La liberté ne peut pas opprimer, c'est antinomique.
Vous ne pouvez pas être opprimé en étant libre. Vous êtes libre sous une dictature, vous? Non, parce que c'est ridicule.
Le droit du travail ne s'oppose pas en tout à la liberté; abolir le fait que le patron s'immisce dans votre vie en dehors du travail est normal.
La faiblesse dont tu parles n'est pas imaginaire, elle est un point de vue analytique. Marx l'a développée d'ailleurs suffisamment abondamment pour qu'on ne puisse pas considérer que ça sorte seulement de l'imagination de certains fêlés "gauchos".
Par ailleurs tu confonds deux phases, c'est à dire l'embauche et l'exécution du travail proprement dite.
Sur l'embauche, tu dis que si suffisamment peu de salariés sont disponibles pour les besoins que le patron a, le rapport de force entre les deux n'est pas le même que quand il y en a 5. C'est vrai. Mais en disant cela, tu envisages la relation de travail sous tes propres catégories, c'est à dire que le travail est un "marché" comme un autre.
Je suis en désaccord fondamental avec cette approche qui consiste à appréhender le moyen de subsistance de la majorité de la population comme un "marché". Par ailleurs elle élude le fait que de toute façon c'est le patron qui décide du salaire : le candidat peut négocier un salaire pas trop faible, mais au bout du compte il n'a que le choix d'accepter un salaire inférieur à ce qu'il vaut ou de refuser et de continuer à chercher du boulot.

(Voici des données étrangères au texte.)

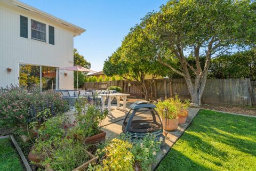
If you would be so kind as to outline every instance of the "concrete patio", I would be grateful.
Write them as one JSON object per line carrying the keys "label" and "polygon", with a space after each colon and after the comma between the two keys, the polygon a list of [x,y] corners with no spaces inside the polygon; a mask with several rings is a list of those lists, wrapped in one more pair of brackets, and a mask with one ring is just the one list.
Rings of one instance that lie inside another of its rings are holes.
{"label": "concrete patio", "polygon": [[[131,103],[126,104],[127,110],[130,110],[130,105],[131,104]],[[159,153],[157,155],[156,164],[153,166],[153,169],[155,168],[162,159],[164,157],[171,148],[182,135],[199,110],[199,109],[189,108],[188,117],[187,118],[186,123],[184,124],[179,125],[178,129],[175,131],[167,132],[167,136],[168,139],[165,140],[165,143],[162,149],[162,152]],[[107,116],[102,124],[102,130],[107,133],[107,140],[118,137],[120,133],[122,132],[122,126],[124,117],[127,112],[126,111],[117,109],[115,106],[111,107],[111,112]]]}
{"label": "concrete patio", "polygon": [[[107,117],[101,123],[102,130],[106,132],[106,141],[111,140],[115,137],[118,137],[120,133],[122,132],[122,126],[125,115],[130,110],[130,105],[132,103],[126,103],[126,110],[117,109],[116,104],[113,104],[111,108],[111,111],[107,115]],[[122,103],[121,103],[122,105]],[[188,116],[185,124],[179,125],[178,129],[175,131],[167,132],[167,138],[165,140],[165,143],[162,148],[161,152],[157,156],[156,165],[153,166],[155,169],[162,159],[165,156],[171,147],[175,144],[176,141],[182,135],[186,129],[192,121],[196,116],[199,109],[188,108]],[[71,121],[74,120],[74,114],[75,113],[74,110],[69,110],[66,113],[69,116]],[[145,118],[146,115],[140,113],[140,117]]]}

Je reviens sur Marx. Que démontre t-il? Que la propriété des moyens de production entraine la création du rapport salarial qui soumet "le travailleur" au pouvoir de direction du "capitaliste" (c'est à dire le propriétaire du moyen de production).
Ce n'est absolument pas imaginaire comme rapport, c'est le constat d'une réalité : l'employeur embauche des personnes pour la réalisation d'une certaine tâche, et c'est lui qui décide et qui donne les directives de travail in fine.
Cette réalité est d'ailleurs inscrite dans les faits et dans la loi, dans la mesure où le patron bénéficie du pouvoir de direction et de sanction. Il décide donc des tâches à accomplir, de la direction de l'entreprise et des choix stratégiques qu'elle aura.
C'est acceptable quand on considère que la propriété est une valeur fondamentale. Mais on peut aussi voir la chose différemment.
Les salariés d'une entreprise ont également intérêt à ce que leur entreprise fonctionne, mais leur intérêt à eux ne se confond pas nécessairement avec celui du patron.
Le patron a un objectif de profit. Les salariés ont certes un objectif de niveau de vie, mais aussi de qualité de vie. A quoi sert de gagner 1 million d'euro si c'est pour travailler 720 heures par mois??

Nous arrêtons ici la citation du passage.